Ambiente
04 Giugno 2026 10:48:47
Ambiente Asti chiede all'amministrazione comunale più attenzione e progetti sul Parco della Resistenza
L'aumento dei controlli delle forze dell'ordine all'interno del Parco della Resistenza di viale alla Vittoria ha riportato al centro dell'attenzione una delle aree verdi più importanti di Asti. Proprio sui giardini davanti all'ex ospedale interviene la lista civica Ambiente Asti che, valutando positivamente l'iniziativa della Prefettura volta a rafforzare la sicurezza, invita però a guardare oltre il tema in sé e a immaginare un percorso di valorizzazione complessiva del parco.
In una nota firmata da Salvatore Marullo, Elena Berta e dal consigliere comunale Mario Malandrone, viene evidenziato come la tutela dell'ordine pubblico rappresenti un passaggio necessario, ma non sufficiente per affrontare le problematiche che da tempo interessano l'area. Secondo i promotori dell'iniziativa, il parco costituisce un patrimonio storico, ambientale e paesaggistico di grande rilievo per la città. Progettato dall'architetto paesaggista Giuseppe Roda e caratterizzato dalla presenza di alberature di pregio, è descritto come un luogo identitario che necessita di una strategia di rilancio capace di restituirgli centralità nella vita cittadina.

Tra le criticità segnalate figurano la condizione di alcune aree gioco, la presenza di strutture inutilizzate e una progressiva riduzione della funzione aggregativa dello spazio pubblico. Per Ambiente Asti, il contrasto al degrado passa soprattutto attraverso una maggiore frequentazione da parte dei cittadini: famiglie, scuole, associazioni e gruppi sportivi potrebbero infatti contribuire a trasformare il parco in un luogo vissuto quotidianamente, rafforzando così un presidio sociale diffuso e naturale.
Accanto alla lettera aperta, Mario Malandrone ha presentato un'interrogazione rivolta al sindaco Maurizio Rasero e agli assessorati competenti per conoscere gli orientamenti dell'amministrazione sul futuro dell'area. Anche il documento richiama il valore storico e botanico del parco, realizzato tra la fine dell'Ottocento e i primi anni del Novecento, e pone una serie di quesiti riguardanti la gestione e gli investimenti programmati. Tra i temi affrontati figura anzitutto la sicurezza, con la richiesta di chiarire le motivazioni che hanno determinato l'intensificazione dei controlli e di conoscere eventuali dati relativi a segnalazioni o episodi registrati negli ultimi anni, soprattutto nelle fasce orarie serali e notturne.

L'interrogazione si concentra inoltre sugli interventi di manutenzione ordinaria e straordinaria previsti per il 2026, chiedendo informazioni sullo stato di viali, illuminazione e arredi urbani. Un altro capitolo riguarda le aree gioco e le strutture oggi inutilizzate. Malandrone domanda se siano allo studio progetti di recupero per chioschi ed edifici attualmente non impiegati, con l'obiettivo di restituire funzionalità e servizi all'area.
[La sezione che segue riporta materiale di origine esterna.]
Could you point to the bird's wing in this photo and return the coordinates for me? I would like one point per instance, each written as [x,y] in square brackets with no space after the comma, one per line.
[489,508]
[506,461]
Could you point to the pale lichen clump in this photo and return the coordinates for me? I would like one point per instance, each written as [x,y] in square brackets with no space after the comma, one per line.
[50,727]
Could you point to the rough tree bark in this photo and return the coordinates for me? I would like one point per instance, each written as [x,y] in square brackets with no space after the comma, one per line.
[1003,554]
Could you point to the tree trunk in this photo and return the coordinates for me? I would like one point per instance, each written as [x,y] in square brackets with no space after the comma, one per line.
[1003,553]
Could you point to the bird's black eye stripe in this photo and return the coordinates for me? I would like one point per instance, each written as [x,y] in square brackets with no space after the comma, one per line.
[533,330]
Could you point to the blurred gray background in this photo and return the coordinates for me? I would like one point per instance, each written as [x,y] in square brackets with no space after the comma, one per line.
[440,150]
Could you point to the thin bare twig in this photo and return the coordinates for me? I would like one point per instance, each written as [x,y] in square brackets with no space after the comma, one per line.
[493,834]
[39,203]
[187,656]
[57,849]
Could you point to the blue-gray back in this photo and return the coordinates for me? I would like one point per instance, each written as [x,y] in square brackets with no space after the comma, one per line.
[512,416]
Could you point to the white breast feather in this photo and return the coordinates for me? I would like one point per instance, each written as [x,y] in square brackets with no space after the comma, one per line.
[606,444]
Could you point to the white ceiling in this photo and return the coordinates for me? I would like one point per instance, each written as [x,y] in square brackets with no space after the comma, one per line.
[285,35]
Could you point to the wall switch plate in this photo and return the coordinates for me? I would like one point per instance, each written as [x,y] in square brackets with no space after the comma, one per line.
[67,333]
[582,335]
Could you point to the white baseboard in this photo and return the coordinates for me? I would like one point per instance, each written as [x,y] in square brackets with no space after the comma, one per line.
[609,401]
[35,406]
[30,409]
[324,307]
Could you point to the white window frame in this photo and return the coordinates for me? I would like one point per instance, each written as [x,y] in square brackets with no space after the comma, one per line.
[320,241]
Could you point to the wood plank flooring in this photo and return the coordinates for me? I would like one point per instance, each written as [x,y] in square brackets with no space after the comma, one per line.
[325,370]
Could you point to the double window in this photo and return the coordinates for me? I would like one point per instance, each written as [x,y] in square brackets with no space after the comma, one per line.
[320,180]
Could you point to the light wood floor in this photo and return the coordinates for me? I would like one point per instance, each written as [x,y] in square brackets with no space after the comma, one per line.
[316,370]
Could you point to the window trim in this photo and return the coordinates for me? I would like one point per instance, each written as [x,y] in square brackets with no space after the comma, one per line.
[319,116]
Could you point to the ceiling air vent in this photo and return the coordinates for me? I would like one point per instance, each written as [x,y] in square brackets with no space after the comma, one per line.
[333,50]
Particolare attenzione viene dedicata anche al patrimonio arboreo, con richieste specifiche sui monitoraggi e sugli interventi programmati per garantire la conservazione degli alberi storici e monumentali presenti nel parco.
Non manca il tema della programmazione culturale. Il consigliere chiede, infatti, se l'amministrazione intenda promuovere attività educative, sportive e culturali capaci di incrementare la presenza dei cittadini e se sia prevista l'elaborazione di un piano complessivo di valorizzazione che metta in relazione ambiente, cultura e attrattività turistica. Infine, vengono richiesti chiarimenti sulle risorse economiche destinate al Parco della Resistenza negli ultimi tre anni e sugli stanziamenti previsti per il futuro, così da valutare il livello di investimento dell'ente nella gestione e nello sviluppo dell'area.